Wir bringen unser Zeug aufs Zimmer, schnappen uns die Video-Kamera und Steffis Abendkleid und ab geht’s ans Ufer. Ausgerechnet heute angeln gleich zwei Fischer dort unten und ein einsamer Mann steht auf einer Insel im Fluss inmitten von Hunderten, lila Lupinien. Steffi zögert, doch die Zeit drängt und Gaby auch, also beißt Steffi in den sauren Apfel, entblättert sich und schlüpft in ihr Seidenabendkleid. Steffi spielt in einer oscarverdächtigen Darbietung die Elfe und das gleich zwei Mal. Sehr, sehr genial! Auch genial, der Kerl auf der Insel, der so unauffällig wie möglich den „Himmel“ *hust* betrachtet und dabei verträumt eine Lupinie zerlegt. *Ich schwimm rüber, ich schwimm nicht rüber, ich schwimm rüber, ich schwimm nicht rüber…* während er noch das Lupinienorakel befragt, zieht Steffi sich in Windeseile um und wir marschieren zurück zum Haus. Hätte er mal Gänseblümchen genommen – dumm gelaufen!
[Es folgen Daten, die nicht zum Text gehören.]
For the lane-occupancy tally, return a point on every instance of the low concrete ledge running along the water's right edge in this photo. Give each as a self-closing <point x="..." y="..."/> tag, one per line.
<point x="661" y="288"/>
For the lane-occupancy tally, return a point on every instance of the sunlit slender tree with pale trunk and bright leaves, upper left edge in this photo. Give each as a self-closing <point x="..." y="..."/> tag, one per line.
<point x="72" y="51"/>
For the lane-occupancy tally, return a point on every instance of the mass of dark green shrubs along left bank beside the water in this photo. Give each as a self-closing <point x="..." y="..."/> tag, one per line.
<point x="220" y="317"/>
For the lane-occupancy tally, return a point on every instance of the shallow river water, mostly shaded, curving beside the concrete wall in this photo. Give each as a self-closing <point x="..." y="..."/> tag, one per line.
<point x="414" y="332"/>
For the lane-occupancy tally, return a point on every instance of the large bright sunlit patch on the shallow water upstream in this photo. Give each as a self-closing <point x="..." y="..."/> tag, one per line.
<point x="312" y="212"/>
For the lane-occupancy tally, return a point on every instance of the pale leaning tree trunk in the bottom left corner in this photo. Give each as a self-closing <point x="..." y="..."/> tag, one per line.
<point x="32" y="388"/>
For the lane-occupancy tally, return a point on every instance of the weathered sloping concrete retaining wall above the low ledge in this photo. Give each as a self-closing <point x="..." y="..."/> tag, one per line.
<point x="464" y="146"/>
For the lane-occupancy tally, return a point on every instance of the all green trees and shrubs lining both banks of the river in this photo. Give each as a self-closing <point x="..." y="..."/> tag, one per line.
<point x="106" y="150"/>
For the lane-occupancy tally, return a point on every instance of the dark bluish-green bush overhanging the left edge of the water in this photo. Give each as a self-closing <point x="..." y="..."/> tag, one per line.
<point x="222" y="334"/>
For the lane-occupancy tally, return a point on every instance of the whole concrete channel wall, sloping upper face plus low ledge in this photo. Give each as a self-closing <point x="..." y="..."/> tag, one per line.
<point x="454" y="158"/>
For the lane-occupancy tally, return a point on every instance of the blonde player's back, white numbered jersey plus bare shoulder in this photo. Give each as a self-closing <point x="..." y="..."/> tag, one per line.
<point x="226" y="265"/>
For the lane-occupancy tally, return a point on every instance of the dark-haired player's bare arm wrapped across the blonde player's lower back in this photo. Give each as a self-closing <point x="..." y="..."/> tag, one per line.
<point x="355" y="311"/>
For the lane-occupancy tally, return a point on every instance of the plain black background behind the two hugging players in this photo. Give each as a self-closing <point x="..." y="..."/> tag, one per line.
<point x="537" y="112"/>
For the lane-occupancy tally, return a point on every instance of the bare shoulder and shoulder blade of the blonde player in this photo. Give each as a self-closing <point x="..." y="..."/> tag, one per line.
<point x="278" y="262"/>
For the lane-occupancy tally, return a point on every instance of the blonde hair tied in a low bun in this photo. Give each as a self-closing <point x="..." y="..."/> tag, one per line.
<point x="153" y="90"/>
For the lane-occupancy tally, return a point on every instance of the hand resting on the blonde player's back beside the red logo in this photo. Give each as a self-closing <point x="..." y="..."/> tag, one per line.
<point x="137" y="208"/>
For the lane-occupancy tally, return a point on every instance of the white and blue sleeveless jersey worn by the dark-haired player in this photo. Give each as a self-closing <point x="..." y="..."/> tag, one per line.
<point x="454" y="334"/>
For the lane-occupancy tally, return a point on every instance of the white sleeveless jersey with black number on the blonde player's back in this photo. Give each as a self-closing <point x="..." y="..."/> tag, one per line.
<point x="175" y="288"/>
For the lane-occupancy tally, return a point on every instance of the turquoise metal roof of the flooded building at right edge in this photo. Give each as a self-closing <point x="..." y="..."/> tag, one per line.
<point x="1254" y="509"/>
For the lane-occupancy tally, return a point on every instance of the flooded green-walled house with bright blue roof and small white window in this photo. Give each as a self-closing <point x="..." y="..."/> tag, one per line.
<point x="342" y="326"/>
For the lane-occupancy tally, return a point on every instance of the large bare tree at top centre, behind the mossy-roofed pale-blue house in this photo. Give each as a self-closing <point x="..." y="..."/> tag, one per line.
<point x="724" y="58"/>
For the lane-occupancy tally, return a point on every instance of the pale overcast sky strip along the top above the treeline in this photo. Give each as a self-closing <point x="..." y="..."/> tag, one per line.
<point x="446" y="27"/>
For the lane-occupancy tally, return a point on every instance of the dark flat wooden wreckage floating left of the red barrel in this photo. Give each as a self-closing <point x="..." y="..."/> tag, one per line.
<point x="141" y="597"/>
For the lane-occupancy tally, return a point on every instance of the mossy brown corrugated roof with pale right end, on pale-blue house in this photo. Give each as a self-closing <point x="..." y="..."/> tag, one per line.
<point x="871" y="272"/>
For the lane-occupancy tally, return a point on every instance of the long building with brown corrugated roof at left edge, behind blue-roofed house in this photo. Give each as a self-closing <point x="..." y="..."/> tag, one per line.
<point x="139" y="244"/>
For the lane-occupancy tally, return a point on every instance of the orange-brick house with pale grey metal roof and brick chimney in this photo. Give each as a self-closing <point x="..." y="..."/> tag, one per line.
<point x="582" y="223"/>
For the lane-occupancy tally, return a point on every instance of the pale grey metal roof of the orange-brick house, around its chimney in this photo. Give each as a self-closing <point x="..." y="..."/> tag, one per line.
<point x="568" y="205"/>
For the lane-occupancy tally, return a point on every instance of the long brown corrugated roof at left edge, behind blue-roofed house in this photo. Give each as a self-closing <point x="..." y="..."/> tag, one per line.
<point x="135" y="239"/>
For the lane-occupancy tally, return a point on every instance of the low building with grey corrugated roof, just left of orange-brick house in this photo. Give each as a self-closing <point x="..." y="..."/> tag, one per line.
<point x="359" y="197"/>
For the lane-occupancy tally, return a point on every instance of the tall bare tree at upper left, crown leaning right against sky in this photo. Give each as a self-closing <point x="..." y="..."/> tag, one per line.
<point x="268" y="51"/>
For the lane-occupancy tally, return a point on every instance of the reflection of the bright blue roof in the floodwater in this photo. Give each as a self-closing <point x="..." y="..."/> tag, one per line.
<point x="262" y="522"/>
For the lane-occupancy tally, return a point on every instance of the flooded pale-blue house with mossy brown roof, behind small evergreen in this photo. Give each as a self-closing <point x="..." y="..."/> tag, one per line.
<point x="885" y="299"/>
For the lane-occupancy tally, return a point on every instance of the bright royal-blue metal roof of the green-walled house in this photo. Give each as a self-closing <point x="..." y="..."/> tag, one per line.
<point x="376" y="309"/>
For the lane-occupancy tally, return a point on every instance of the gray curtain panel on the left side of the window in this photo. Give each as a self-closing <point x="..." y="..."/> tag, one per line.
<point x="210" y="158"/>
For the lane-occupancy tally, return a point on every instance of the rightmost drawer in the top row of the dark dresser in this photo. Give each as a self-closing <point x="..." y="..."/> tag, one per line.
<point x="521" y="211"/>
Unser Tesco-Dinner, bestehend aus dem groben Kilo Salat von Steffi, CousCous Salat mit Huhn, Sandwiches und ..na…genau Irn Bru… dürfen wir auf Janes und Michaels Terrasse essen. Wir sind sonst ja echt Labertaschen, aber am frühen Abend, bei tiefstehender Sonne auf der einen Seite und einer dunklen Wolkenwand auf der anderen einen freien Blick auf die Highlands und die dahinter aufsteigende Bergkette zu haben – macht schlicht sprachlos!

Den Abend beschließt Steffi vor dem Laptop, in höchst interessanter Haltung und ich unter der Dusche. Steffi hat nach einer guten Stunde Glück und findet ein Bed & Breakfast für die nächste Nacht. Gut zu wissen, wo man schlafen wird. Und schlafen muss ich, denn die Tour die morgen ansteht, hat es in sich.

Ich konnte noch nicht ahnen, wie sehr sie es in sich hatte.